Core Concepts
The maximum capability of a topological feature in link prediction follows a simple yet theoretically validated expression, which only depends on the extent to which the feature is held in missing and nonexistent links.
Abstract
The paper aims to unveil the maximum capability of a topological feature in link prediction. It introduces a theoretical framework that is compatible with different indexes to gauge the feature, different prediction approaches to utilize the feature, and different metrics to quantify the prediction performance.
The key findings are:
The maximum capability of a topological feature follows a simple yet theoretically validated expression, which only depends on the extent to which the feature is held in missing and nonexistent links. This means that a family of indexes based on the same feature shares the same upper bound of prediction accuracy.
The potential of all other indexes can be readily estimated through one single measurement of the feature's prevalence in the positive and negative samples.

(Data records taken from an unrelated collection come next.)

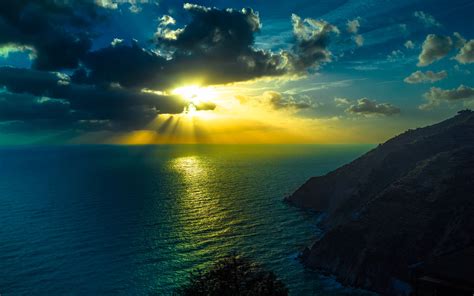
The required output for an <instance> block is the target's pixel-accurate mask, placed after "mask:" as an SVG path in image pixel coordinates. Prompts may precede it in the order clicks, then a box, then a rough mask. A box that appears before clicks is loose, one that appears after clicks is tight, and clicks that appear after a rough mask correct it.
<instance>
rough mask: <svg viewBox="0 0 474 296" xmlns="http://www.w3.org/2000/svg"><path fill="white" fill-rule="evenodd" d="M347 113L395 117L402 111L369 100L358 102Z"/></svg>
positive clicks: (385, 104) (353, 105) (381, 103)
mask: <svg viewBox="0 0 474 296" xmlns="http://www.w3.org/2000/svg"><path fill="white" fill-rule="evenodd" d="M346 112H348V113H353V114H362V115H386V116H390V115H394V114H398V113H400V109H399V108H397V107H395V106H393V105H392V104H388V103H377V102H376V101H374V100H370V99H368V98H362V99H359V100H357V103H356V104H353V105H351V106H349V108H347V109H346Z"/></svg>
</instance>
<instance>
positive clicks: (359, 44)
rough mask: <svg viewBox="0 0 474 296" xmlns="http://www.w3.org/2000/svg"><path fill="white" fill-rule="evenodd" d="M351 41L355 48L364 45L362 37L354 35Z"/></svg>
mask: <svg viewBox="0 0 474 296" xmlns="http://www.w3.org/2000/svg"><path fill="white" fill-rule="evenodd" d="M352 39H354V41H355V43H356V44H357V46H359V47H361V46H362V45H364V37H363V36H362V35H359V34H357V35H354V36H353V37H352Z"/></svg>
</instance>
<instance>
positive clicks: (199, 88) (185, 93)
mask: <svg viewBox="0 0 474 296" xmlns="http://www.w3.org/2000/svg"><path fill="white" fill-rule="evenodd" d="M172 93H173V94H175V95H179V96H181V97H182V98H184V99H185V100H186V101H188V102H189V103H190V104H193V105H195V106H197V105H199V104H202V103H206V102H211V101H213V100H214V99H215V98H216V96H217V93H216V91H215V90H214V89H213V88H212V87H200V86H197V85H187V86H182V87H178V88H175V89H174V90H173V91H172Z"/></svg>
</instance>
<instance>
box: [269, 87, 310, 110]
mask: <svg viewBox="0 0 474 296" xmlns="http://www.w3.org/2000/svg"><path fill="white" fill-rule="evenodd" d="M263 96H264V98H265V99H266V101H267V102H268V104H269V105H270V106H271V107H272V108H273V109H277V110H278V109H296V110H298V109H308V108H311V104H310V103H308V102H304V101H296V100H295V99H294V98H293V97H292V96H283V95H282V94H281V93H279V92H276V91H266V92H265V93H264V94H263Z"/></svg>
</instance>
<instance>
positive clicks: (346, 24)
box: [346, 19, 360, 34]
mask: <svg viewBox="0 0 474 296" xmlns="http://www.w3.org/2000/svg"><path fill="white" fill-rule="evenodd" d="M346 25H347V32H349V33H352V34H357V32H359V28H360V23H359V19H354V20H352V21H347V24H346Z"/></svg>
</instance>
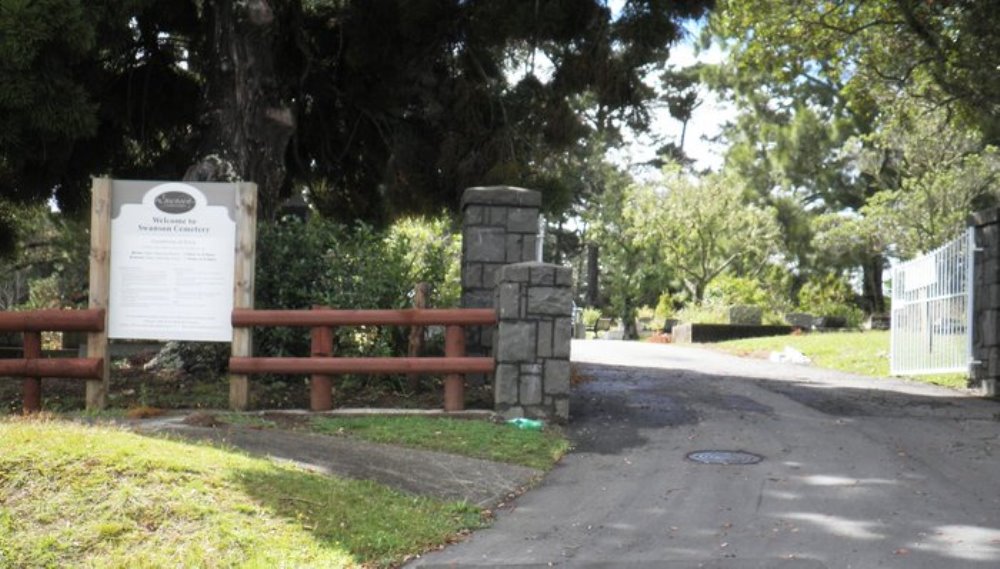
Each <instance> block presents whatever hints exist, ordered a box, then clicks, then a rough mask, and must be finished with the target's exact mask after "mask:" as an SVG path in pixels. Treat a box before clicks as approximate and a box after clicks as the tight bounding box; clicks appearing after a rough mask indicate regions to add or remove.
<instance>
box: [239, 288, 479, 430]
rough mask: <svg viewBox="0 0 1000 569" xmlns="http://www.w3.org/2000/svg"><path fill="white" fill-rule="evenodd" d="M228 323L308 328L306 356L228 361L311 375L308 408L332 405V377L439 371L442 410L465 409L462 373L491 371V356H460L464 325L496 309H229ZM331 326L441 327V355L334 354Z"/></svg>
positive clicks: (248, 374)
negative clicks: (441, 380) (358, 309)
mask: <svg viewBox="0 0 1000 569" xmlns="http://www.w3.org/2000/svg"><path fill="white" fill-rule="evenodd" d="M232 320H233V326H234V327H236V328H246V327H253V326H258V327H261V326H297V327H308V328H311V329H312V354H311V356H310V357H308V358H287V357H282V358H258V357H253V358H247V357H233V358H230V359H229V371H230V372H231V373H234V374H247V375H251V374H262V373H275V374H304V375H310V376H311V377H310V382H309V385H310V394H309V406H310V409H312V410H313V411H327V410H329V409H331V408H333V401H332V389H331V387H332V380H331V377H330V376H332V375H338V374H345V373H363V374H416V373H443V374H446V375H445V381H444V409H445V411H461V410H462V409H464V407H465V381H464V377H463V375H464V374H469V373H492V372H493V370H494V367H495V363H494V360H493V358H487V357H466V356H465V329H464V327H465V326H492V325H494V324H496V321H497V316H496V311H494V310H492V309H488V308H484V309H480V308H468V309H458V308H455V309H421V308H411V309H404V310H333V309H329V308H320V307H317V308H313V309H312V310H252V309H242V308H240V309H236V310H234V311H233V319H232ZM336 326H445V350H444V351H445V355H444V357H443V358H441V357H423V358H420V357H406V358H335V357H333V337H334V335H333V328H334V327H336Z"/></svg>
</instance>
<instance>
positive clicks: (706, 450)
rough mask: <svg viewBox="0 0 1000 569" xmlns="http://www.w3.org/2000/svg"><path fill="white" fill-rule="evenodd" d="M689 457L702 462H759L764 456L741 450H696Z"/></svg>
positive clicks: (696, 461) (702, 463) (731, 462)
mask: <svg viewBox="0 0 1000 569" xmlns="http://www.w3.org/2000/svg"><path fill="white" fill-rule="evenodd" d="M687 459H688V460H690V461H693V462H697V463H700V464H757V463H758V462H760V461H762V460H764V457H763V456H760V455H759V454H753V453H750V452H743V451H741V450H696V451H694V452H691V453H688V455H687Z"/></svg>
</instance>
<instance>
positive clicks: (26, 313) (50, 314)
mask: <svg viewBox="0 0 1000 569" xmlns="http://www.w3.org/2000/svg"><path fill="white" fill-rule="evenodd" d="M103 330H104V310H103V309H89V310H28V311H23V312H2V313H0V332H20V333H21V334H23V336H24V349H23V352H24V353H23V354H22V357H21V358H18V359H9V360H0V377H21V378H24V380H23V382H22V401H23V407H24V412H25V413H36V412H38V411H40V410H41V408H42V378H43V377H59V378H69V379H90V380H99V379H101V378H102V377H103V369H104V360H103V358H59V359H43V358H42V332H101V331H103Z"/></svg>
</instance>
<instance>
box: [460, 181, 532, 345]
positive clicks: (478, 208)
mask: <svg viewBox="0 0 1000 569" xmlns="http://www.w3.org/2000/svg"><path fill="white" fill-rule="evenodd" d="M541 204H542V194H541V193H539V192H536V191H534V190H525V189H522V188H514V187H510V186H489V187H479V188H469V189H467V190H465V192H464V193H463V194H462V204H461V205H462V308H493V307H494V306H495V304H494V299H493V289H494V287H495V286H496V275H497V271H498V270H499V269H500V267H502V266H504V265H509V264H512V263H521V262H524V261H533V260H535V255H536V252H535V247H536V246H537V242H538V212H539V209H540V207H541ZM492 346H493V337H492V330H490V329H483V330H478V329H474V328H473V329H470V330H469V332H468V336H467V338H466V351H467V353H468V354H469V355H488V354H489V353H490V352H491V350H492Z"/></svg>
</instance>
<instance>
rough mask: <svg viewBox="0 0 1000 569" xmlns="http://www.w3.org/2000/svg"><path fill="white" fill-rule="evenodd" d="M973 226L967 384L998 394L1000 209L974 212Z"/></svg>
mask: <svg viewBox="0 0 1000 569" xmlns="http://www.w3.org/2000/svg"><path fill="white" fill-rule="evenodd" d="M969 225H971V226H972V227H973V228H974V230H975V236H976V241H975V242H976V248H977V251H976V253H975V262H974V263H973V265H972V266H973V274H974V276H973V279H972V284H971V286H972V287H973V292H972V294H973V299H974V300H973V306H972V310H973V312H972V322H973V326H972V330H971V333H972V359H973V361H974V363H973V365H972V371H971V373H970V374H969V377H970V387H979V388H980V389H981V390H982V393H983V394H984V395H989V396H995V395H997V380H998V379H1000V209H990V210H986V211H981V212H978V213H975V214H973V215H972V216H971V217H970V218H969Z"/></svg>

The supervised prediction in principle gives a more accurate result compared with the unsupervised one. The maximum capability of the topological feature is lifted by utilizing the supervised method, which can be mathematically quantified.
Using the common neighbor feature as an example, the paper shows how the interplay of different structural characteristics, such as the number of closed and open triangles, determines the prediction performance in different networks, which cannot be fully explained by the clustering coefficient alone.
The results are verified by 550 structurally diverse networks, demonstrating the universality of the pattern uncovered. The findings have applications in feature and method selection, and shed light on network characteristics that make a topological feature effective in link prediction.
Stats
The number of closed triangles (N△) and open triangles (N∧) in the network.
The number of times a link is shared by multiple triangles (S△) and the number of times an unconnected node pair is shared by other open triangles (S∧).
Quotes
"The maximum capability of a topological feature follows a simple yet theoretically validated expression, which only depends on the extent to which the feature is held in missing and nonexistent links."
"The potential of all other indexes can be readily estimated through one single measurement of the feature's prevalence in the positive and negative samples."
"The supervised prediction in principle gives a more accurate result compared with the unsupervised one. The maximum capability of the topological feature is lifted by utilizing the supervised method, which can be mathematically quantified."